La responsabilité de protéger Shengal incombe au gouvernement d’Hewlêr
 
Il a expliqué que le PKK et les YPG / YPJ ont joué un rôle de premier plan dans le soutien des Forces de protection Şengal (YBŞ) et de l’auto-administration, mais cette étape n’a pas satisfait certaines parties en Irak et au Kurdistan du Sud (Bashur).

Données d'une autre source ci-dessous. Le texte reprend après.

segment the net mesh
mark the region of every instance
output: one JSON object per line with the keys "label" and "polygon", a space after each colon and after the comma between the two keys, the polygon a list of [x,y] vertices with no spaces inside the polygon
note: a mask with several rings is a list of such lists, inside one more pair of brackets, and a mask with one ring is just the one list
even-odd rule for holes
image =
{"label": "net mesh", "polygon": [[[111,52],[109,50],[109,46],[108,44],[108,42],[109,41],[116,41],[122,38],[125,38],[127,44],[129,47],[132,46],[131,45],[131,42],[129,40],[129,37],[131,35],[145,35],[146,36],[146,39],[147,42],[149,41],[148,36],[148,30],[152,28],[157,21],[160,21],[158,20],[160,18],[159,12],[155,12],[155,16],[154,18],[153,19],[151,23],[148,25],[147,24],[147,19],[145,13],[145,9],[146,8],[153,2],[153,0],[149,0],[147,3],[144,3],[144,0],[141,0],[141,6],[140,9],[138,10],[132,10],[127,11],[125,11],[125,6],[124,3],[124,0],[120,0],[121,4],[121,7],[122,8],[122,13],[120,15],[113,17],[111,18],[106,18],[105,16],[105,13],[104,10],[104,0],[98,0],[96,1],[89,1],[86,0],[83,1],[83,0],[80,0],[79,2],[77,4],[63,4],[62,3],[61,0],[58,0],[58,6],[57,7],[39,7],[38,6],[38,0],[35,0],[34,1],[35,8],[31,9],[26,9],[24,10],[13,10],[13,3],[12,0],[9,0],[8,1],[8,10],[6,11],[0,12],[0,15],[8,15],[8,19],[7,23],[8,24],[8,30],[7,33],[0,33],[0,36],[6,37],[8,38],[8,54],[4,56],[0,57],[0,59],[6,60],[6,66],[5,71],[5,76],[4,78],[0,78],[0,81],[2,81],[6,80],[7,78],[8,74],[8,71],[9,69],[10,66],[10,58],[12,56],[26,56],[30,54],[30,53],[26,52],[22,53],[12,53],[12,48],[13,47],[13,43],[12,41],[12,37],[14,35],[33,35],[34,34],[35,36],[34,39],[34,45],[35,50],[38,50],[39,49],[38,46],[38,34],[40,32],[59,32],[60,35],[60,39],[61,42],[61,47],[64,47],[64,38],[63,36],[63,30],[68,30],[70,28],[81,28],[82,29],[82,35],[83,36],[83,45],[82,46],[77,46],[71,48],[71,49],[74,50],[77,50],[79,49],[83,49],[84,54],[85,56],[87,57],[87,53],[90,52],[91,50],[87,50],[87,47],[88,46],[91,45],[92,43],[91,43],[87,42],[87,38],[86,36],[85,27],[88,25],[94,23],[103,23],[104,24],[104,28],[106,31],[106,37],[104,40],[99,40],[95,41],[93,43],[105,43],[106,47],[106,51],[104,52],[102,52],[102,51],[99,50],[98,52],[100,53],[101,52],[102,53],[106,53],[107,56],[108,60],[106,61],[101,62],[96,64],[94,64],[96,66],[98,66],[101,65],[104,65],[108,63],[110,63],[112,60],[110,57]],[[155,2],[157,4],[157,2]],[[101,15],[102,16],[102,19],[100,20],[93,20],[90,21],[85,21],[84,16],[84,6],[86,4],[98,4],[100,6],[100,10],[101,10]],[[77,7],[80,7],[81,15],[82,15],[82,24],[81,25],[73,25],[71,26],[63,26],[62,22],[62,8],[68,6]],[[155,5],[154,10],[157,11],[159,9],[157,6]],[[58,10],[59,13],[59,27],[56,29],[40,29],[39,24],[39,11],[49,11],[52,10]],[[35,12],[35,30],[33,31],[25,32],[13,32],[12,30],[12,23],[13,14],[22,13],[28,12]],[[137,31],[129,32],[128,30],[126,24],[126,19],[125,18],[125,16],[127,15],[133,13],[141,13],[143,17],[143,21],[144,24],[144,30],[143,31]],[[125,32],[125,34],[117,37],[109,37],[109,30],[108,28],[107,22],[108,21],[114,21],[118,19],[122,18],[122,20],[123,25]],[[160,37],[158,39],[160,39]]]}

D’une part, l’Etat turc n’était pas satisfait car cela mettait en danger sa politique et à ses intérêts dans la région, ajoutant que Şengal fait partie de la souveraineté du Başûr.
 
Joli a indiqué que l’accord ne défendait pas les intérêts des Yézidis de Şengal. « Le gouvernement d’Hewlêr [Erbil] ne peut se permettre une mauvaise politique qui pourrait faire périr son peuple, que ces accords soient avec le gouvernement de Bagdad ou l’Etat turc (…). »
 
La Turquie est au centre de toutes les crises au Moyen-Orient
 
Joli a également évoqué l’ingérence de la Turquie dans les affaires des pays étrangers et a déclaré: « Lorsque nous examinons l’aggravation de la crise au Moyen-Orient, la Turquie y joue un grand rôle, et c’est également son objectif principal, à commencer par ses interventions dans les affaires de l’Égypte en soutenant les Frères musulmans, puis en Libye, au Yémen, en Somalie, en Tunisie et en Syrie.
 
L’Etat turc présente son ingérence dans les affaires des pays voisins comme étant protecteur et le maître de leurs régimes. Par conséquent, ils vivent un chaos permanent, et il essaie fondamentalement de cibler tous les régimes démocratiques.(…) »
 
La Turquie a préféré l’option militaire à la paix au Kurdistan du Nord
 
Concernant la politique de la Turquie dans le nord du Kurdistan, Bakûr a déclaré: «La Turquie a lancé une campagne contre des politiciens, des juristes, des intellectuels, des militants et des travailleurs des médias dans le nord du Kurdistan. En plus d’intensifier ses attaques contre les régions du nord-est de la Syrie, la Turquie a donc deux options : Le premier est la paix avec le peuple kurde. (Le nombre de Kurdes en Turquie varie de 17 à 18 millions de Kurdes, répartis dans une vaste géographie au nord du Kurdistan). Mais la Turquie a suivi une autre ligne, qui est l’hostilité envers les Kurdes.
 
Faire taire les appels à la paix
 
Le 25 septembre , l’AKP dirigé par M. Erdogan a lancé une campagne d’arrestations contre les parlementaires kurdes, des politiciens, des journalistes et des intellectuels : « L’État turc a délibérément réduit au silence les appels à la paix du HDP. Les politiques répressives contre les parlementaires du Parti démocratique des peuples (HDP), en plus de contrôler les municipalités [kurde], ne sait pas contenté de cela, mais ont également fermé les médias, bloqué et suspendu des centaines de sites Web et de journaux. »
 
Joli a noté que ces signaux et justifications fournis par la Turquie indiquent sa volonté de mener une bataille majeure qu’elle commence de l’intérieur, et c’est la deuxième option qu’elle recherche, à travers laquelle elle peut construire une grande dictature avec un système similaire au régime nazi. La preuve la plus évidente en est les récentes élections en Turquie et la transformation de son système parlementaire en un système présidentiel, grâce auquel elle peut étendre les pouvoirs de la présidence.
 
La Turquie cible le projet démocratique au Moyen-Orient
 
Dans son discours, Joli a souligné que la Turquie savait très bien que les projets démocratiques sont liés à la gestion des peuples et de leur vie privée, mais elle tente de contrecarrer le projet par ses attaques car il s’agit d’un projet démocratique libre qui sert les intérêts des personnes.